Its almost three months that i have started living in village and i’ve seen so many issues much more vague than education inequity. Failing in SLC seems less of a problem when you see kids elope or get married after giving their SLC exams (or even before that). It makes me stand in my class and look at their faces and question “Will you also give up studying and jsut run away?”. I dont know why but i feel they wont just quit…I know they are so much better than just getting married.

I want my students to study! I dont want them to run away from their home and more far from their better future!!!

Cheeni Bananas :)

“Gaun bata pure pure “chij” (not cheese) haru lyaidey” –that was what my fufu filled up my ear with two and half months ago when I first went to Melamchi to teach. “daal, gheu, bhatmas, maha…j j paincha ghar farkida liyera aijo” that was what she said but to her utter disappointment all that I brought back from village was “BananaS”. Well not just bananas but kilos and kilos of many bananas. I come back Ktm with kilos of bananas (they are so so good…it tickles your sweet tastebuds and makes it happy )…ah! they are not just bananas but the cheeni bananas (kati cute name they got :P)…It is pain in the air to carry those sweeties and travel back; it is thrice the trouble when you don’t get a seat to rest your air all the way but I just can’t help myself to carry them with me. No matter how much weight those cheeni bananas add up to my bag, I got the obsessive disorder to just snuggle them in my bag every chance I get back. The one you get in Ktm are no match to the chinis; if your favourite fruit is banana ,you got to try these chini bananas.Trust me! You will just looooooooove the cheenis.

it gets real!

I was surrounded by gigantic hills, it felt like I was living inside an enormous crown (like in Alice in the wonderland but only this crown was made of green hills and not gold and rubies)…same hills that I have been staring since I was a little kid but the only difference was… the colour of the hills; taadha (dherai taada )bata herda it looks like somebody roughly painted it in muddy shade of blue but now that I actually(well not actually :P) can count the trees in those hills, the hills look clean green like a farmer planted all those trees taking his own sweet time and care. To tell you the truth it took me quite sometime to really see that those hills were clean green and not overwhelming green. Two months ago if you had said “GO GREEN” right in my face I would have seriously punched you in your face; now you might get the idea of how much did I repel the color green. But now I miss that shade of green when I am back in ktm for holidays, that surprises me big time.

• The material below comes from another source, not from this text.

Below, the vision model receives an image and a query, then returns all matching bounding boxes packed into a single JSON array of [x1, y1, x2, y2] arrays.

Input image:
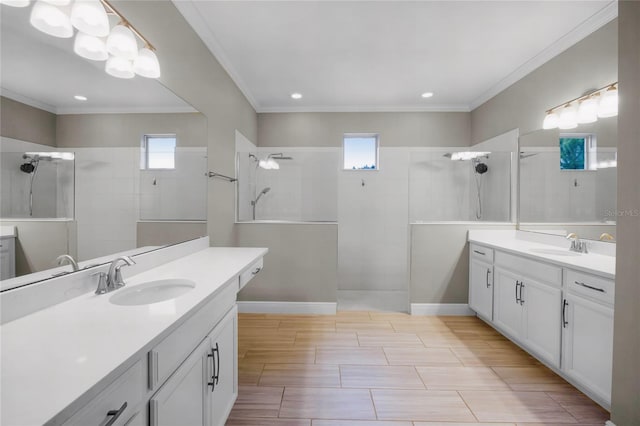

I joined the movement of Teach For Nepal cause I believed in every word it had printed in that small square white pamphlet explaining what TFN was all about. I felt like “Yes! I was born to be a part of this” (this feeling !!! I tell you is so easy to feel but pretty doubtful when you actually live it). I was excited to be a fellow at Teach For Nepal. Six weeks of training at TFN house! I wouldn’t know how to explain or even express what it was. It was a home for me- a place and people I adored.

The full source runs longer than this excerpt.